You can post an interview "review" on glassdoor.com - there are thousands of
reviews, including stories similar to yours. The companies can respond but
don't know who you are(well, kinda), nor can they change your review.

Ultimately, as long as you make the post constructive - you should write a
review. But - Don't write to spite.

------
brudgers
Depending on your objectives, it might be more constructive to ask the company
the basis for the opinion that the solutions were incorrect. It could be that
there were additional considerations that the company missed or vice versa.

On the other hand, if the goal is to publicize the nature of the coding
challenge, then it really doesn't matter how one goes about justifying it. No
matter how doing so is rationalized, one ought to be willing to live with the
consequences of their actions.

Good luck.

------
JSeymourATL
> but I think they were wrong about some of the feedback.

Your interviews and code challenge feedback were not posted in a public forum.
Neither should your professional opinion.

If you feel strongly about it-- compose a note to the hiring executive,
informing him (in businesslike fashion) how & where their process failed. Take
the high road, offer ways they can correct the problem.

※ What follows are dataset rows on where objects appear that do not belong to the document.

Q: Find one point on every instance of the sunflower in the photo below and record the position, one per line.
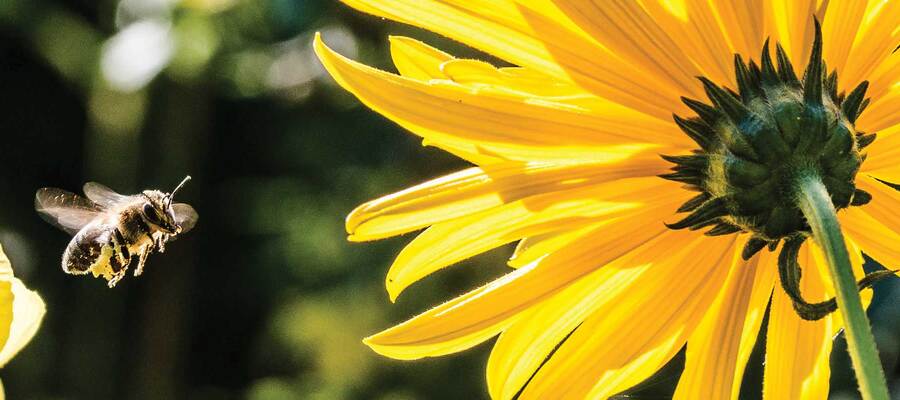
(642, 199)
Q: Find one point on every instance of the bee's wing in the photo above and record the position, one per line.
(185, 216)
(102, 195)
(66, 210)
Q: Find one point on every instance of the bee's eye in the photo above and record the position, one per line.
(151, 214)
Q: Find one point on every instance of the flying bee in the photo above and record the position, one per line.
(111, 229)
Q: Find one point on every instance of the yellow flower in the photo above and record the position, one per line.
(567, 147)
(21, 311)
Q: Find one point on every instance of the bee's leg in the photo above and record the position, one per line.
(142, 259)
(119, 259)
(160, 242)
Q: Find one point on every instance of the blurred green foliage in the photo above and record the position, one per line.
(265, 299)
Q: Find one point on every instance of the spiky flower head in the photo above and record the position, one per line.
(754, 143)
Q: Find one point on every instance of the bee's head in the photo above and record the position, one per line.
(157, 210)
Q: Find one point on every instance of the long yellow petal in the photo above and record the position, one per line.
(874, 227)
(21, 311)
(28, 310)
(476, 316)
(750, 16)
(882, 114)
(718, 350)
(477, 189)
(450, 242)
(797, 351)
(791, 23)
(634, 334)
(536, 35)
(417, 60)
(872, 46)
(842, 19)
(625, 28)
(532, 248)
(524, 346)
(513, 126)
(693, 26)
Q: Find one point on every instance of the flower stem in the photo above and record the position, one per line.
(814, 201)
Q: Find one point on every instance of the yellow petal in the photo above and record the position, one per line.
(791, 23)
(693, 26)
(797, 351)
(477, 189)
(882, 113)
(28, 310)
(872, 46)
(456, 240)
(524, 346)
(635, 333)
(626, 29)
(417, 60)
(21, 311)
(842, 18)
(750, 16)
(874, 226)
(533, 248)
(718, 350)
(466, 21)
(514, 127)
(536, 35)
(476, 316)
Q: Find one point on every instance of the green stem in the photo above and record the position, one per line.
(814, 201)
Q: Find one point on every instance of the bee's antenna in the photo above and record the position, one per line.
(183, 181)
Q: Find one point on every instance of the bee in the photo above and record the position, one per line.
(111, 229)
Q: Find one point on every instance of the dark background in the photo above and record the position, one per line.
(264, 299)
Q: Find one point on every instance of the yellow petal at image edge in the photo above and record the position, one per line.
(21, 312)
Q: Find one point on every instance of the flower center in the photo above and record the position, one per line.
(756, 142)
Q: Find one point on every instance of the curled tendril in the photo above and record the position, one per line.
(789, 273)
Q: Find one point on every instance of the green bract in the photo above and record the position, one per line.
(756, 141)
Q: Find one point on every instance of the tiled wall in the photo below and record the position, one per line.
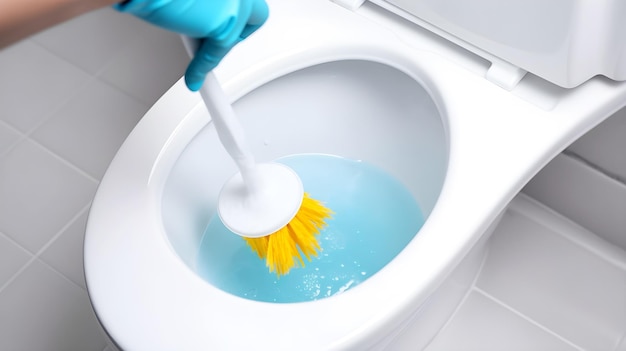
(68, 98)
(587, 183)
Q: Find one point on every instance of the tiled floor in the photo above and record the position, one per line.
(547, 284)
(68, 98)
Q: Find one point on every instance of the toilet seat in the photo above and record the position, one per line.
(148, 299)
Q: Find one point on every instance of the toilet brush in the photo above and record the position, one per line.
(265, 203)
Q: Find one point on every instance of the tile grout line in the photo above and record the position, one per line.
(528, 319)
(621, 339)
(36, 256)
(65, 161)
(463, 299)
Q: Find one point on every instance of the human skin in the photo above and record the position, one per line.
(22, 18)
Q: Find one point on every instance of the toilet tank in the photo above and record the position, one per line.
(563, 41)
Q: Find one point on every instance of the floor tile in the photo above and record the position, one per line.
(41, 310)
(65, 254)
(483, 325)
(568, 289)
(92, 40)
(34, 84)
(39, 194)
(12, 258)
(589, 197)
(90, 128)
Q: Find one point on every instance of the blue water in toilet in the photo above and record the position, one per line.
(374, 218)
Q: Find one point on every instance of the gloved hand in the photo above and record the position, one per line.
(219, 24)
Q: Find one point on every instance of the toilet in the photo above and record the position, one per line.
(461, 113)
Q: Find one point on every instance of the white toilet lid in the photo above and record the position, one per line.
(148, 299)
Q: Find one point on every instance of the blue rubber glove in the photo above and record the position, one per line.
(219, 24)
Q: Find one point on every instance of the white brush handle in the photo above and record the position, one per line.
(227, 125)
(273, 192)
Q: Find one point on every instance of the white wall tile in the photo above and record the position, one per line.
(605, 145)
(12, 258)
(65, 254)
(90, 128)
(583, 194)
(34, 84)
(39, 194)
(156, 63)
(622, 345)
(92, 40)
(7, 137)
(484, 325)
(561, 285)
(41, 310)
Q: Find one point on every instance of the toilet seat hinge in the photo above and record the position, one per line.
(504, 74)
(351, 5)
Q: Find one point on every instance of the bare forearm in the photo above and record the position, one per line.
(22, 18)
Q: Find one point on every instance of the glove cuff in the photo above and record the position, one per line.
(140, 7)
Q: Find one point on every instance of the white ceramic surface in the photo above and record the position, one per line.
(149, 298)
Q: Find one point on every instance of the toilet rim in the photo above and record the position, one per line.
(132, 271)
(157, 276)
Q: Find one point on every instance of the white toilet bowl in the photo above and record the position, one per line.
(319, 78)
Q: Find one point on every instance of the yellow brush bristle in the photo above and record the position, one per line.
(284, 248)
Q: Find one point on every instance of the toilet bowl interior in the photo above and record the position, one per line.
(356, 109)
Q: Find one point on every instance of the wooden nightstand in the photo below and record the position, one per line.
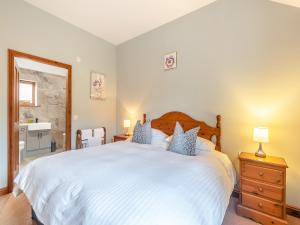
(120, 137)
(263, 189)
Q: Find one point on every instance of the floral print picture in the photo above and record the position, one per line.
(170, 61)
(97, 86)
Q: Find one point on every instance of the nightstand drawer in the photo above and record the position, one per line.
(262, 190)
(263, 205)
(263, 174)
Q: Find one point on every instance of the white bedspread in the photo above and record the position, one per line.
(128, 184)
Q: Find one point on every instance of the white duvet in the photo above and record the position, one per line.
(128, 184)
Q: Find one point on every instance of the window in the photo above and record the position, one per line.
(27, 93)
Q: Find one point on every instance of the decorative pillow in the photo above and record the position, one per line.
(142, 133)
(184, 143)
(203, 144)
(159, 138)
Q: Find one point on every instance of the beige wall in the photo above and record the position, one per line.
(237, 58)
(28, 29)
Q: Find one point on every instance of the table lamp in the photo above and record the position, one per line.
(126, 125)
(261, 135)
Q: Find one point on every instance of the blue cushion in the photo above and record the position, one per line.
(142, 133)
(184, 143)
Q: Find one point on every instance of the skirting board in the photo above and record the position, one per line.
(3, 191)
(290, 210)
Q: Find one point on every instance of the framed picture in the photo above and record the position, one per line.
(97, 86)
(170, 61)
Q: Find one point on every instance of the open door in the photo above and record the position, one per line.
(13, 121)
(13, 108)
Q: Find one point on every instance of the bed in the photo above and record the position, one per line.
(125, 183)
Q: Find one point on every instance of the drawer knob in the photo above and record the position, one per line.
(261, 174)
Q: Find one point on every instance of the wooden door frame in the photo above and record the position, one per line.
(12, 54)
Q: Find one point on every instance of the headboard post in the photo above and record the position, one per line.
(218, 136)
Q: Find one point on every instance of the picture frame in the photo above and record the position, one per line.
(170, 61)
(97, 86)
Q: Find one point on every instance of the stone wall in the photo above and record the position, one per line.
(51, 102)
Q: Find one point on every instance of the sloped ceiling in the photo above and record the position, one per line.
(117, 21)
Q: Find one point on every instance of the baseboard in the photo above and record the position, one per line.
(290, 210)
(293, 211)
(3, 191)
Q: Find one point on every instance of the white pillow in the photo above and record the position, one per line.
(202, 144)
(159, 138)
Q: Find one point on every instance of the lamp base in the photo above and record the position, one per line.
(260, 152)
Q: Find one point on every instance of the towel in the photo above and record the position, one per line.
(95, 141)
(99, 132)
(86, 134)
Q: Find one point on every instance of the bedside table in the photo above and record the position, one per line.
(263, 189)
(120, 137)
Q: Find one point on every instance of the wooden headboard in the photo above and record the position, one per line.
(166, 123)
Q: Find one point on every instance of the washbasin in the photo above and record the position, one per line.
(38, 126)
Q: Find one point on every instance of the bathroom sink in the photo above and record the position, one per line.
(38, 126)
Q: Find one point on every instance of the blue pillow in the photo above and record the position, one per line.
(142, 133)
(184, 143)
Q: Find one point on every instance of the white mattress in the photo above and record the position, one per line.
(128, 184)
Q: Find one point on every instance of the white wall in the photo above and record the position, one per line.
(237, 58)
(28, 29)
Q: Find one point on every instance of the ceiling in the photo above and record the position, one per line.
(117, 21)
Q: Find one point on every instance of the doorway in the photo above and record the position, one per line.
(36, 133)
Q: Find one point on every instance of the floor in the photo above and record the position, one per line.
(28, 159)
(16, 211)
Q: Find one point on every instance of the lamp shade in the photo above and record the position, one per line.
(261, 134)
(126, 123)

Incidentally, even smart, well intentioned companies screw up the hiring
process and miss out on great talent.

------
rajacombinator
You should weigh the upside and downside. Upside is likely: you feel slightly
vindicated, get a few up votes and comments when you xpost to HN. Downside is
likely: burning bridges with that company, damaging your reputation by making
people think you're stubborn and immature and will leak things that should be
private.

Best bet is just shrug it off and keep moving.

------
GFK_of_xmaspast
Have you considered the possibility that you were actually wrong?